No se puede ni se debe hacer creer que el número de enfermeras por cada 100.000, o cualquier otra secuencia numérica de población, es uniforme con independencia, no tan solo de los países que se comparan, sino de los territorios en que se distribuyen dichos profesionales. Se trata por tanto de escalas que tienen por objetivo hacer una foto de conjunto que determine una clasificación que, como cualquier otra, tan solo puede y debe valorarse como una referencia o aproximación a una realidad mucho más compleja que es imposible que se recoja en un contaje bruto, en este caso de enfermeras, con relación a una población, igualmente bruta.

¿Tienen las enfermeras de los países que se comparan idéntica formación, desarrollan las mismas competencias, ocupan puestos laborales similares o comparables, asumen las mismas responsabilidades…? ¿Son los sistemas de salud en cuanto a estructura, acceso, organización… semejantes? ¿Tienen las poblaciones de los diferentes países las mismas necesidades de cuidados? ¿Existe en los países que se comparan las mismas proporciones de vulnerabilidad? ¿Todos los países invierten igual presupuesto en la atención a la salud? ¿Los datos demográficos, sociales, de educación… son análogos? ¿Sus poblaciones son homogéneas en cuanto a cultura, historia, tradiciones…?

Trasladar una información sobre la falta de enfermeras en nuestro país o en cualquier otro sin tener en cuenta todos estos criterios y otros muchos y tratar de establecer una relación causal exclusiva entre la falta de enfermeras, sobre esta base, y la calidad de los cuidados es. no tan solo una simpleza, sino que es una temeridad que se combina con grandes dosis de manipulación de la información que se traslada y que es interpretada por el colectivo enfermero como un agravio y una falta de reconocimiento y valoración de su aportación específica de cuidados y por la población en general con escepticismo, duda, alarma o incredulidad ante las respuestas igualmente interesadas y malintencionadas de quienes se sienten agraviados por la comparación con los datos proporcionales de su colectivo, como es el caso de los médicos, al indicar dichas escalas un exceso de profesionales en comparación con el resto de países que componen la muestra estudiada[6].

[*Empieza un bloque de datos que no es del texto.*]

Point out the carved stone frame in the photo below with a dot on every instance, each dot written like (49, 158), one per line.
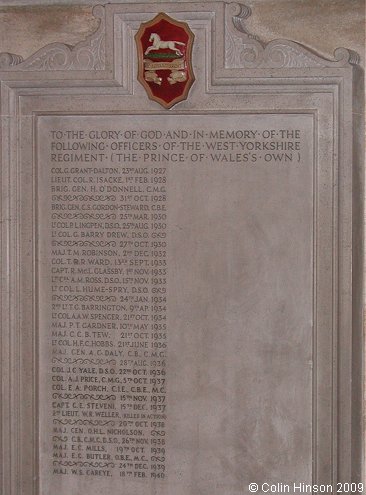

No se puede ni se debe establecer una distribución, racionalización u organización de enfermeras o de cualquier otro colectivo profesional al peso. Se necesitan cuarto y mitad de enfermeras o tres cuartos de médicos. Esta distribución uniforme, homogénea y estricta es tan irracional, inexacta, injusta, poco equitativa, acientífica y populista como pueda serlo el intentar establecer las famosas ratios profesionales en base a parejas como si de un juego de naipes se tratase. Una enfermera por cada dos médicos o una enfermera por médico al establecer la contratación de enfermeras según las necesidades de los médicos y no de la población a la que deben prestar cuidados.

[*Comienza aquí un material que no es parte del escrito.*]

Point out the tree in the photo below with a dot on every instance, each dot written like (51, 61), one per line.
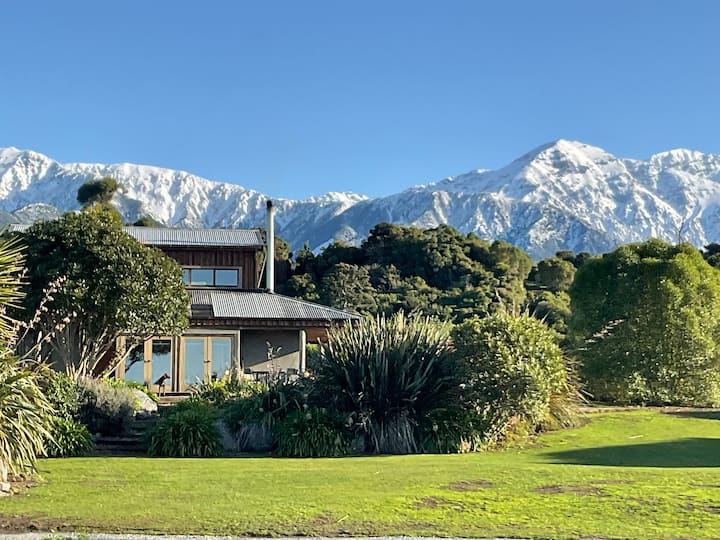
(110, 285)
(97, 191)
(347, 286)
(646, 323)
(555, 274)
(517, 374)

Asignar enfermeras sin tener en cuanta todo lo dicho y hacerlo solo por el número total de las que existen y las que deberían existir como resultado de una media de las que tienen el conjunto de países que componen la muestra, nos llevaría a aumentar el problema de atención en lugar de resolverlo, pues la cuestión no es tanto el número final que exista sino la forma en cómo este se distribuya para resolver los problemas.

Pero no es menos cierto que se consigue el efecto esperado por parte de quien transmite tan lamentable información que además los medios se hacen eco inmediato de tales datos para, en base a los mismos, empezar a hacer sus propias interpretaciones y utilizar la información para atacar, en función de la doctrina ideológica de dichos medios, a los adversarios políticos que como suele ser habitual se convierten en enemigos a los que tratar de eliminar en base a informaciones tan sesgadas ideológicamente como faltas de rigor científico, aunque se utilicen escalas como las comentadas para darles una apariencia pseudocientífica.

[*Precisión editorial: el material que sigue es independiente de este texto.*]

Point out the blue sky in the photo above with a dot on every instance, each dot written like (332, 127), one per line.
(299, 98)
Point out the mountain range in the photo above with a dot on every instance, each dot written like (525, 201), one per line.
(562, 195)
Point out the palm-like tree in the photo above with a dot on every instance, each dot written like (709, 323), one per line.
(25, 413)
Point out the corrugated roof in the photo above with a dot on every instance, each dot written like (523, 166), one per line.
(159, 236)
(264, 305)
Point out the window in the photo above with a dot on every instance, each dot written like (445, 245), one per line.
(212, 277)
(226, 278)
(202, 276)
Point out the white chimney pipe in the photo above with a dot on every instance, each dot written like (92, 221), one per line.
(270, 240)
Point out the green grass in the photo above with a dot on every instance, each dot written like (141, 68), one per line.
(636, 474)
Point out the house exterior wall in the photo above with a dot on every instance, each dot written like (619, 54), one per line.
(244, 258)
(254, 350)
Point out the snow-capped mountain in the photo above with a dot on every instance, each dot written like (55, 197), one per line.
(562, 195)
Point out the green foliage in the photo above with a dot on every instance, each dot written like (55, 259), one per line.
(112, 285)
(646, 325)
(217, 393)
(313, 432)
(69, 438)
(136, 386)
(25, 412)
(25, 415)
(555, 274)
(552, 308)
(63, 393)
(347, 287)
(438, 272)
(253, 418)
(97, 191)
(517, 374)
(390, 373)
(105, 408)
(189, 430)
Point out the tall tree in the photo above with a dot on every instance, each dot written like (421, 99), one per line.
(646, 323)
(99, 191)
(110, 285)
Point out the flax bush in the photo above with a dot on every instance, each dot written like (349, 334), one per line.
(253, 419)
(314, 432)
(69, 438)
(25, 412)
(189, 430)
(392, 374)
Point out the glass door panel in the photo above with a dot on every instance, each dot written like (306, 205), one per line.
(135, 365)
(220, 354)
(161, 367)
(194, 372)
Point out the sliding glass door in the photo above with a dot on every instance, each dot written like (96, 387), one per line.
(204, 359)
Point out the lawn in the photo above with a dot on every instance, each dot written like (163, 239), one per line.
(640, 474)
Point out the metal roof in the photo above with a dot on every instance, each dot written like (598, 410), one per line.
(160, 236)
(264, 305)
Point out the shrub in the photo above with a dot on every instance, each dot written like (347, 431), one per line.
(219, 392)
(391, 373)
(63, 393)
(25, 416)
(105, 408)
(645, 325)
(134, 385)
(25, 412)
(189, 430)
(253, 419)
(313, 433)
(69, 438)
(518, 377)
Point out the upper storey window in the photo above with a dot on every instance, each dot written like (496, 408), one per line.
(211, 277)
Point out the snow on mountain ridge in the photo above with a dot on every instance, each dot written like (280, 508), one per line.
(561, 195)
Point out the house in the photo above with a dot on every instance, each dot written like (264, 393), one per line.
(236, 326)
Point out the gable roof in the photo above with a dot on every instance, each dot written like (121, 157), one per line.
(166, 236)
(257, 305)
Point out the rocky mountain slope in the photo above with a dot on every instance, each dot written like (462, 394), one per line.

Las enfermeras somos demasiado importantes para que su distribución y asignación a la comunidad tenga que estar supeditada a datos en los que no se tiene en cuenta a la población receptora de cuidados.

Pero esta es la dinámica que lamentablemente ha incorporado y transmitido el actual y caduco modelo de nuestro sistema sanitario al supeditar la asignación de profesionales en general pero muy particularmente la de enfermeras a las necesidades que marca este modelo como principal demandador de dicha mano de obra, que es como tristemente se identifica a las enfermeras, y que ha sido capaz de convencer a las Universidades para que actúen como proveedoras principales de dicho sistema y de las necesidades que los médicos, como autores y actores de dicho modelo sanitario imponen, es decir, de sus necesidades como colectivo y en ningún caso de las que pudiese plantear la población, dado que ni se identifican ni se hace nada para tratar de averiguarlo. La no institucionalización y valoración d los cuidados contribuye claramente en este sentido.

En este triste panorama, por su parte, las enfermeras asumen un rol subsidiario y admiten como válida dicha distribución, reclamando tan solo un incremento lineal de enfermeras por población atendida que es tanto como seguir dando la razón a quienes plantean su carácter secundario y subsidiario a la clase médica. Todo ello sin que dicha petición de incremento, generalmente, sea exigida para asumir sus verdaderas competencias enfermeras, lo que supondría asumir dicha responsabilidad, sino tan solo por razones numéricas como se traslada por parte de sus representantes.

En base a todo ello finalmente tan solo quedan unos cuantos titulares, una notoriedad perseguida por quien traslada dichas informaciones, unos debates totalmente intrascendentes y estériles, una realidad deformada, una perpetuación de la falta absoluta de planificación y, lo que es peor, una población confundida, confusa y difusa que no llega a identificar la importancia que tiene esa falta de enfermeras al no establecer una relación rigurosa y científica al tiempo que justificada, clara y accesible para que todas las personas sepan entender lo que supone realmente la carencia de enfermeras y el impacto en su salud, evitando que sea identificado exclusivamente como una reivindicación laboral.

Por su parte las/os políticas, responsables sanitarias/os o gestoras/es son las/os primeras/os en utilizar la palabra de manera demagógica, eufemística y falaz con el fin de contentar oídos y retrasar sine die decisiones que contribuirían a esa necesaria distribución de enfermeras teniendo en cuenta criterios objetivos, reales y adaptados a las prioridades identificadas de salud pública y comunitaria y no tan solo como herramienta o arma de disuasión, confusión y distracción para el logro de sus intereses particulares o partidistas. En este sentido, una vez más, hago referencia a dicha utilización de la palabra, por parte de la ministra de Sanidad, para establecer una expectativa fallida, ignorada y negada como es la Estrategia de Cuidados que se anunció, tan solo como elemento de propaganda engañosa, cuando realmente podría constituir una clara referencia de asignación de enfermeras en relación a las necesidades reales de cuidados.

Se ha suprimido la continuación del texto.